Hacía tiempo que no iba a ningún concierto y ya era hora, aunque el grupo a ver fuera Mägo de Oz.
El concierto era en el espacio Movistar, así que un buen rato para llegar. Llegamos a las 8:30, supuestamente media hora antes de que empezara, pero al no haber teloneros dijeron “venga, vamos a joderles”, y hasta las 10 no salieron al escenario. Y sí, ponía que a las 9 empezaba, pero bueno, de estos se puede esperar esto y más. No había mucha gente, aunque también es que el sitio no es que fuera muy grande, pero ni para lo que era estaba lleno.
Sonó la intro y todo el mundo se emocionó (bueno, todos menos yo porque si me llegan a decir que seguía siendo una de Metallica que estuvieron sonando para entretenernos me lo creo), y seguidamente salieron para empezar con La ciudad de los árboles. Para qué mentir, no me gusta esta canción, ni esta ni ninguna a partir del Gaia II. Después tocaba Van a rodar cabezas, que no está mal, pero otra vez nos vamos para alante con Hazme un sitio entre tu piel (qué horror) y El rincón de los sentidos. Por suerte las tres siguientes eran Alma, Hasta que el cuerpo aguante y Molinos de viento, que me gustan las tres y me lo pasé bien durante un rato.

Luego Jose presentó una canción más que las otras, Y ahora voy a salir, que perfectamente podría cantarla Bertín Osborne, y después salieron del escenario y entró Mohammed, que para sorpresa de muchos (o al menos mía y de mi novio) se sentó en la batería y empezó a tocar.
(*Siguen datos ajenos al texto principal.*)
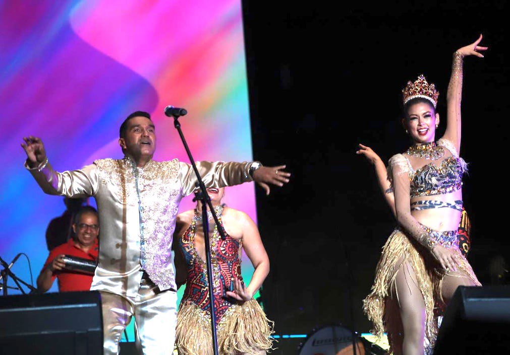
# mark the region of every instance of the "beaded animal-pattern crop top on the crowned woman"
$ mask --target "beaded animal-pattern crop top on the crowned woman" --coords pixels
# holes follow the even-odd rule
[[[443,159],[439,166],[430,162],[416,170],[406,154],[395,154],[390,158],[388,176],[391,170],[398,166],[402,172],[409,173],[411,197],[442,195],[456,191],[462,187],[462,176],[467,171],[464,159],[458,156],[455,147],[450,141],[440,139],[435,144],[437,149],[448,149],[452,155]]]

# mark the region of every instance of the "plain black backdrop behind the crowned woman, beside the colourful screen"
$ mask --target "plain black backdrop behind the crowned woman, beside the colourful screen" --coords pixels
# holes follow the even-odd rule
[[[362,300],[394,220],[355,151],[363,143],[387,161],[407,148],[401,89],[421,73],[440,92],[439,138],[452,54],[480,33],[485,58],[464,63],[468,259],[482,284],[491,283],[491,258],[510,261],[506,10],[505,1],[243,2],[253,156],[292,173],[269,196],[257,189],[271,260],[261,301],[276,334],[331,323],[370,330]]]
Parece que Arellano no estaba disponible, y Txus tenía que cantar sí o sí, así que resucitaron del primerísimo disco Lo que el viento se dejó, una vergüenza que no quiero volver a ver, ya no por cómo canta, que también, sino por ver a Txus como cantante un poco subido y tocándose todo el rato el paquete a la vez que escupía.
Mi nombre es rock ‘n roll y El poema de la lluvia triste fueron las siguientes, y en el setlist que vimos en Internet tocaba Si molesto, me quedo, pero no sé si por suerte o por desgracia, ésta fue reemplazada por La posada de los muertos, con sus consiguientes codazos por todos lados de la gente emocionada, y que cerró la primera parte del concierto. Al volver, Finisterra fue la elegida para ocupar los 15 minutos siguientes, y La costa del silencio la que le siguió en la lista. Y para acabar pudimos escuchar Deja de llorar y, como no, ya que no podía faltar: Fiesta pagana.
Como punto bueno hay que decir que Jose cantaba bien, aunque se le olvidaran las letras y tuviera algún problema con el micro (que aún no sé si fue real), y Toni Menguiano, que hace los coros junto a Patricia Tapia, ue se pudo escuchar durante unos segundos cantando solo y se nota que es muy bueno. Y lógicamente, destacar también el solo de Jorge Salán, que es de lo poco que aguanta bueno en todos los conciertos.
En general no fue un mal concierto, pero me quedo con el que vi hace unos años, donde todas las canciones eran antiguas y no estaba tan cansada como el viernes.